Studium is subjectiviteit: bewust handelen vanuit jezelf, op basis van het condensaat van een grillige geschiedenis van leren en afleren (u hebt het vaak over intuïtie). Punctum is singulariteit: een ongecontroleerde, anonieme kracht die zich provisoir doorzet in de vorm van een tic, een gelaatstrek, een herhaalde flexie, een aarzeling of juist een versnelling, een opvallende stilte of een nauwelijks hoorbare stemverheffing… Uw persoonlijkheid toont zich in de onpersoonlijke krachten die u als spelend subject doorboren – plots en ongepland, onverwacht, onberaden. Punctum is altoos en overal evenementialiteit: een gebeurtenis, een wording vanuit het niets – now, here leidt geheid naar nowhere. Maar genoeg, er wordt in kunstkringen al voldoende ‘gedeleuzianiseerd’.

U belichaamt een tegenstrijdigheid: een levensvorm waarin het leven nooit helemaal thuis komt.

Bertolt Brecht stelt ergens de vraag wat de generaal zonder zijn leger zou zijn. Niente, nada, niks natuurlijk. Enkele decennia eerder formuleerde Georg Simmel het nog scherper: de leider volgt de geleiden – de individuele of collectieve regisseur de speler? Misschien. Vaak. Niet altijd. U bent in ieder geval met velen.

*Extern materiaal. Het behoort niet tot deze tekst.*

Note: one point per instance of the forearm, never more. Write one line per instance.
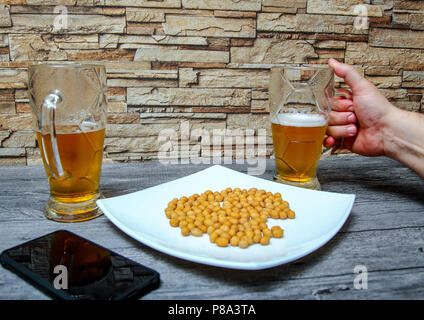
(404, 139)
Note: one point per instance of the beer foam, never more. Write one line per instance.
(300, 120)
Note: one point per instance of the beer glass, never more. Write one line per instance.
(300, 103)
(69, 105)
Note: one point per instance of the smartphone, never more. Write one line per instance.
(67, 266)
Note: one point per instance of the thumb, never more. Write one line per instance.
(347, 72)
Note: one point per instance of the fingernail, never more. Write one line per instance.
(351, 130)
(351, 118)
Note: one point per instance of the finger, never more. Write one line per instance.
(342, 105)
(347, 94)
(341, 118)
(329, 142)
(347, 72)
(343, 131)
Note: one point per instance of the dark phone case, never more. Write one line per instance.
(47, 287)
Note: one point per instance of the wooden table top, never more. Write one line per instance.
(384, 234)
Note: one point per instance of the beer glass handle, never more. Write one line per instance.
(326, 152)
(48, 109)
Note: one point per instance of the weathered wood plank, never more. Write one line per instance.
(384, 233)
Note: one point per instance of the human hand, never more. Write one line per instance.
(358, 118)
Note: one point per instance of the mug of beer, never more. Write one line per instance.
(69, 105)
(300, 100)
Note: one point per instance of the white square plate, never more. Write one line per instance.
(319, 216)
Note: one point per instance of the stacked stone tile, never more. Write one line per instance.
(204, 63)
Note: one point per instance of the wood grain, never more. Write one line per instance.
(383, 233)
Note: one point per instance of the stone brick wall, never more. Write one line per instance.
(198, 64)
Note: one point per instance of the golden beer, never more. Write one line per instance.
(297, 142)
(81, 156)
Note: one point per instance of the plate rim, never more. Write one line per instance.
(319, 242)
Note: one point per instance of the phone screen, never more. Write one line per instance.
(71, 267)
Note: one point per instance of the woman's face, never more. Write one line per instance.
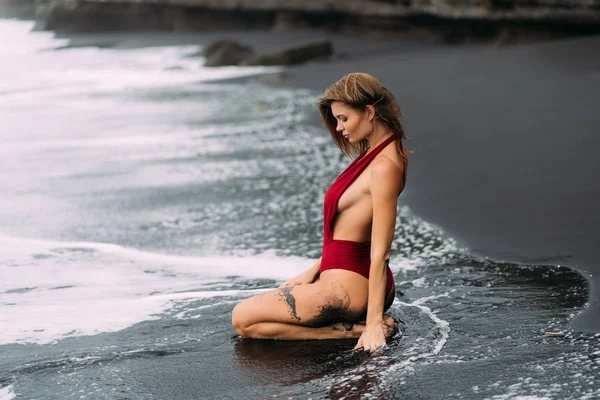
(353, 124)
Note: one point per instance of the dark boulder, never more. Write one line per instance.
(293, 56)
(226, 52)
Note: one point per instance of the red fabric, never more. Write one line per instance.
(346, 254)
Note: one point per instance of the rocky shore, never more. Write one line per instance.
(445, 20)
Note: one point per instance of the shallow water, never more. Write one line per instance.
(143, 196)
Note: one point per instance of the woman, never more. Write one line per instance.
(351, 282)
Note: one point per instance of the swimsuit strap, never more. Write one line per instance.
(345, 179)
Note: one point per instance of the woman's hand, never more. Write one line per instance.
(304, 278)
(373, 338)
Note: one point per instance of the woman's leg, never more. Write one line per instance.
(321, 310)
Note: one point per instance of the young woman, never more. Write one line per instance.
(351, 282)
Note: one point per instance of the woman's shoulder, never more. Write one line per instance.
(386, 170)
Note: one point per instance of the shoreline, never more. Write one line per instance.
(504, 138)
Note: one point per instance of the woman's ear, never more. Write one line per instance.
(370, 112)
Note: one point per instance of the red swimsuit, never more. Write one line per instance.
(346, 254)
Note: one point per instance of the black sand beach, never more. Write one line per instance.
(504, 138)
(170, 234)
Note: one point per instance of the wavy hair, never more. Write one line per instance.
(358, 90)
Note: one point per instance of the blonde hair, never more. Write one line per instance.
(358, 90)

Ik kom vanavond kijken. Naar u, voor u. Of neen, naar datgene wat u ontsnapt wanneer u uw uiterste best doet. Het ene kan niet zonder het andere, het studium behoeft het punctum, en omgekeerd. U belichaamt een tegenstrijdigheid, zoals ieder mens trouwens: een levensvorm waarin het leven nooit helemaal thuis komt. Alleen weet u die paradox ook nog eens al spelend ten tonele te voeren. U zij geroemd, met naam en toenaam, telkens u zonder pathetisch geschmier of overdreven afstandelijkheid bent wie u niet bent. Virtuoos toneelspel, dat is een schemerbestaan in de schijnwerpers.